Osteogenic differentiation

MSCs used, between passages 5 and 11, were cultured in a 6-well plate (2 × 10⁴ cell/cm²) with an osteogenic medium consisting of Dulbecco's modified Eagle's medium/F-12 supplemented with 10% fetal bovine serum (Hyclone), 10 nM dexamethasone, 5 μg/mL sodium ascorbate-2phosphate, 10 mM β-glycerol-phosphate, and 100 U penicillin/100 μg streptomycin/0.25 μg Fungizone. Cultures were fed with a fresh medium every 3 days. After 21 days, the medium was removed. Cells were washed with 0.09% NaCl and fixed in 70% ethanol. Afterward, cells were incubated in von Kossa stain (1% wt/vol silver nitrate solution; Sigma Aldrich) and developed under direct light for 60 min.

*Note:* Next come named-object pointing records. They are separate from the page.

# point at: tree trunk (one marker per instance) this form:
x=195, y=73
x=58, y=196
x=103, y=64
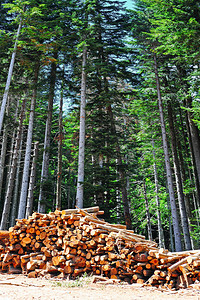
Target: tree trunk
x=122, y=174
x=11, y=179
x=5, y=95
x=25, y=179
x=29, y=206
x=81, y=156
x=179, y=185
x=160, y=229
x=3, y=155
x=147, y=212
x=60, y=142
x=16, y=189
x=195, y=143
x=175, y=222
x=47, y=139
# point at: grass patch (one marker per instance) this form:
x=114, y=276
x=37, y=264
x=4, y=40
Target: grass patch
x=78, y=282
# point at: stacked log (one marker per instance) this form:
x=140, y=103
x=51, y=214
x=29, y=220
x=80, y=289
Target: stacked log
x=70, y=243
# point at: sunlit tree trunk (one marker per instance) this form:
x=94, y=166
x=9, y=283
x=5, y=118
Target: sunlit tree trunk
x=160, y=229
x=47, y=139
x=122, y=174
x=147, y=212
x=11, y=179
x=60, y=142
x=179, y=185
x=14, y=207
x=81, y=156
x=29, y=206
x=5, y=95
x=26, y=170
x=175, y=222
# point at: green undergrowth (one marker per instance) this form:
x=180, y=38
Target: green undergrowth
x=78, y=282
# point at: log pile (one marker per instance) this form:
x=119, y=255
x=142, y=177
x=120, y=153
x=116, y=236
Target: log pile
x=70, y=243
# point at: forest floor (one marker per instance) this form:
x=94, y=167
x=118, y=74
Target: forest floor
x=19, y=287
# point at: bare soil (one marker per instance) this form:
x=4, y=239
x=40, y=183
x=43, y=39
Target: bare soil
x=19, y=287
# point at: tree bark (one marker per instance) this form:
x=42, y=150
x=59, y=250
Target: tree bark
x=160, y=229
x=11, y=179
x=147, y=212
x=47, y=139
x=16, y=188
x=60, y=142
x=25, y=179
x=122, y=174
x=29, y=206
x=179, y=185
x=5, y=95
x=81, y=156
x=3, y=155
x=175, y=222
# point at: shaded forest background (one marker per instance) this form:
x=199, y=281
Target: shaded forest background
x=142, y=145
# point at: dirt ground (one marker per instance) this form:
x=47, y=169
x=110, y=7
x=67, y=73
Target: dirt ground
x=19, y=287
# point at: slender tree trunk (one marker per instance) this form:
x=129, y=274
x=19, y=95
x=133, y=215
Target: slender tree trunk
x=29, y=206
x=47, y=139
x=11, y=179
x=122, y=174
x=60, y=142
x=175, y=222
x=81, y=156
x=25, y=179
x=160, y=229
x=179, y=185
x=16, y=189
x=3, y=155
x=147, y=211
x=195, y=144
x=5, y=96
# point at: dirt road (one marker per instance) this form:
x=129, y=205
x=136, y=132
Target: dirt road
x=22, y=288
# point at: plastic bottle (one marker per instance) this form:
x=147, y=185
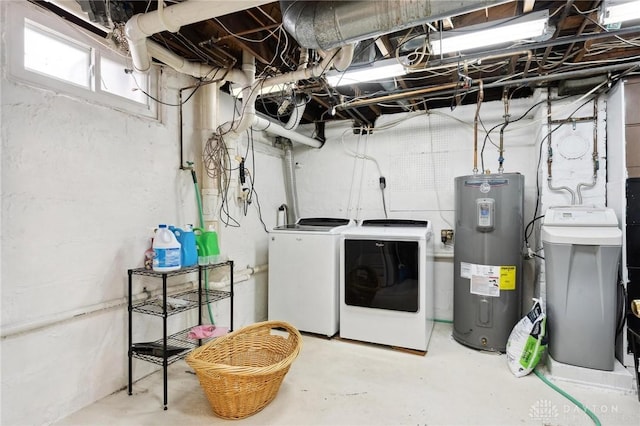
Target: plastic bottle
x=187, y=240
x=167, y=250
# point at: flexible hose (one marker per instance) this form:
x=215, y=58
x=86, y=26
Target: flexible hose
x=578, y=404
x=201, y=218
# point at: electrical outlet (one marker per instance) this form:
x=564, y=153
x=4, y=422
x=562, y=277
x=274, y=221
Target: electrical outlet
x=446, y=235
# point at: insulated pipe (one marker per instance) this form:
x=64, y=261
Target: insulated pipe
x=244, y=78
x=505, y=99
x=594, y=155
x=290, y=183
x=550, y=157
x=340, y=57
x=475, y=128
x=496, y=82
x=171, y=18
x=269, y=126
x=329, y=24
x=297, y=113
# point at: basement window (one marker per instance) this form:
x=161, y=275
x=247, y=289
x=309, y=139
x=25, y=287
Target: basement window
x=54, y=54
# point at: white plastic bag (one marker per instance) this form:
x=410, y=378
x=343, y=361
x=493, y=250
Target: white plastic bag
x=527, y=341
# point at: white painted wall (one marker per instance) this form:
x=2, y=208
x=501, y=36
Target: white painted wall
x=83, y=186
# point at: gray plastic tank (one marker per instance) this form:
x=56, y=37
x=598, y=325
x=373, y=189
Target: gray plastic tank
x=487, y=259
x=582, y=248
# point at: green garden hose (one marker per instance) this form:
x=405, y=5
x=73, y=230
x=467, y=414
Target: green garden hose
x=578, y=404
x=201, y=218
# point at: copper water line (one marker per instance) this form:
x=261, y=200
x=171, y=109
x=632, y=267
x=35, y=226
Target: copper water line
x=475, y=127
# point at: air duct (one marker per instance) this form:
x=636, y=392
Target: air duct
x=330, y=24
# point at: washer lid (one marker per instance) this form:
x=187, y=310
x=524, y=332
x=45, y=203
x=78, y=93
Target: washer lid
x=316, y=225
x=395, y=222
x=580, y=216
x=582, y=235
x=323, y=221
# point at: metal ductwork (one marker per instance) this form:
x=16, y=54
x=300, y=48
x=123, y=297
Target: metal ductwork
x=329, y=24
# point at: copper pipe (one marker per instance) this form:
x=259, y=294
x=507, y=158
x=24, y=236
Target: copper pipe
x=475, y=127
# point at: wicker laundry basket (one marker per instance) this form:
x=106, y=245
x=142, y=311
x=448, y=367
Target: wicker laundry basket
x=241, y=372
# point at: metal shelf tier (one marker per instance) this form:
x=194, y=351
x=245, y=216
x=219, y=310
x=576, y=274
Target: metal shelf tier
x=154, y=306
x=181, y=271
x=179, y=340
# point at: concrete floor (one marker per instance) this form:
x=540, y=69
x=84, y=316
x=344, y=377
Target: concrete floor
x=335, y=382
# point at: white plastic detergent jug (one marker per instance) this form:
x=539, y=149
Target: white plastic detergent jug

Immunostaining and confocal microscopy

At day 7, huSGs and MSCs were fixed with 10% paraformaldehyde, and permeabilized with methanol and 0.2% Triton X-100. These antibodies were tested on huSGs and MSCs: rabbit anti-claudin-1 (CLDN-1), CLDN-2, CLDN-3, Occludin, junctional adhesion molecule-A (JAM-A), mouse anti-zonula occludens-1 (ZO-1), and CLDN-4 (Zymed); mouse anti-Vimentin and anti-E-cadherin (Invitrogen); goat anti-aquaporin-5 (AQP-5) (Santa Cruz); and rabbit anti-α-amylase (α-AMY) (Sigma Aldrich). For control cultures of MSCs, additional antibodies were used to verify that they were still MSCs during passages 5–11: positive for anti-Stro-1, anti-CD90, anti-CD106, anti-CD105, anti-CD146, anti-CD166, and anti-CD44, and negative for anti-CD19 and anti-CD45. As negative controls for immunofluorescent staining, we used goat (R&D Systems), rabbit, and mouse (Zymed Labs) isotype control antibodies. Cells were incubated with the primary antibodies (dilution 1:100) or with the isotype control antibodies overnight at 4°C. Secondary antibodies were either donkey anti-mouse, or anti-rabbit, or anti-goat Rhodamine Red-X-conjugated (Jackson ImmunoResearch) for 1h at room temperature (dilution 1:100). Finally, 4′,6-diamidino-2-phenylindole,dihydrochloride (Invitrogen) was added for 3–5 min. The polyester membranes (on which MSCs were cultured) were then cut-off from the Transwell chamber inserts using a scalpel blade and mounted on microscope glass slides using a fine surgical tweezers. Fluorescence images were taken using a Zeiss LSM 510 laser scanning confocal microscope (Jena). Images shown are representative of at least 3 separate experiments with multiple images taken per slide.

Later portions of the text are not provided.